In the 2024 fiscal year, the investment return on the Yale endowment, the largest source of the University’s revenue, was 5.7 percent. This marked the third consecutive year the investment return was below the 8.25 percent return needed to sustain the current level of endowment spending.
“Yale’s budget will have enough endowment revenue to pay for existing expenses but not new ones,” Provost Scott Strobel wrote in a message to the Yale community.
According to the budget update, new initiatives or investments will require new sources of revenue. Absent such sources of revenue, such initiatives or investments may need to be deferred or reconsidered. The announcement sets expectations for what funding for faculty and staff may look like ahead of when schools and units submit budget proposals to the University next year.
When asked about the condition of the endowment’s financial stability, Marcella Rooney, head of business affairs and administration at the Yale Investments Office, said that the University’s investment portfolio is constructed with a long-term focus, and that success is measured in decades rather than any single fiscal year’s return.
Accounting professor Rick Antle also stated that it is to be expected that endowment returns will occasionally be below target, but that the more important question is whether expectations about future returns have changed.
“We believe that over long periods of time, we’ll be able to achieve our goal of investment returns,” Rooney wrote to the News.
She clarified that Yale has returned 10.3 percent per annum over the past two decades, outperforming a typical 70/30 stock and bond portfolio by 3.8 percent per year on average.
Both Antle and Rooney noted that interest rates continue to move in flux and that the current economic climate remains uncertain, which has the potential to impact future revenues.

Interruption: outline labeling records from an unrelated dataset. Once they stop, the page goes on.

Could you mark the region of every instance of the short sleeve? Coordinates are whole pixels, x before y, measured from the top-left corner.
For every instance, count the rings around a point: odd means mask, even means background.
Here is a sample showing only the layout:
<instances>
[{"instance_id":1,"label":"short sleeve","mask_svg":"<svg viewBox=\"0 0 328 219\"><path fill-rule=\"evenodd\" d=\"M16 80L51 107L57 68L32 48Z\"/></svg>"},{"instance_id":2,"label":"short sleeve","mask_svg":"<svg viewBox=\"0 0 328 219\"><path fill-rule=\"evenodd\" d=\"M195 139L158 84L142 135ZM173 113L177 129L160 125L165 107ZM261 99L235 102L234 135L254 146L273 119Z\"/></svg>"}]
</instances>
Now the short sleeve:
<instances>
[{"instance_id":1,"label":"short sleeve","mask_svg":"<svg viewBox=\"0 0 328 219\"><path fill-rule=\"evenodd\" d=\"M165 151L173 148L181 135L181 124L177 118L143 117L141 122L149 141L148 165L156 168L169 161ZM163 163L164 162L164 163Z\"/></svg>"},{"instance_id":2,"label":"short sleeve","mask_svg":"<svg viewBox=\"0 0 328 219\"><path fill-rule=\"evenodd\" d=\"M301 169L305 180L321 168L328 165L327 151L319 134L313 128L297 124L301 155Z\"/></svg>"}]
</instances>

Beyond current economic conditions, Antle stated that the federal government’s attitudes regarding allowing indirect cost recovery in federal grants and a potential tax on the endowment would be “by far” the largest concern for the budget.
“These are, of course, not things that would have been factored into the choice of the spending rule and the university has not experienced anything like them,” said Antle.
On March 5, the University announced that as it creates the 2026 fiscal year budget, it expects to reduce spending on faculty raises, faculty and staff hiring, campus construction and general non-salary expenditures as it braces for funding cuts from the Trump administration.
“At this point, we do not yet know when many of the possible federal actions impacting institutions of higher education, including Yale, will take effect,” University President Maurie McInnis wrote to the News. “We also do not know the scale of their impact. What we do know is that actions such as a possible increase to the endowment tax and changes to the university’s F&A rate could have profoundly negative consequences on Yale’s finances.”
McInnis emphasized that because the current landscape remains uncertain, the University approach is to remain thoughtful and measured, hence why it has not yet instituted a hiring freeze.
According to McInnis, the university’s current actions include asking schools and units to engage in contingency planning should federal policies be enacted that significantly impact university revenue. This includes reviewing capital projects to consider where delays may be warranted, anticipating more modest salary increases for faculty and staff, and asking deans and university leaders to slow non-salary expenditures — particularly multi-year commitments.
“Yale has a big endowment, but it is also a big institution,” said Antle. “I think in terms of flows of resources, and with big flows, small changes in percentage terms can translate into very large dollar amounts. Yale has a lot of resources, but if activities have to be adjusted, it won’t be easy.”
The Yale Investments Office is located on 55 Whitney Ave.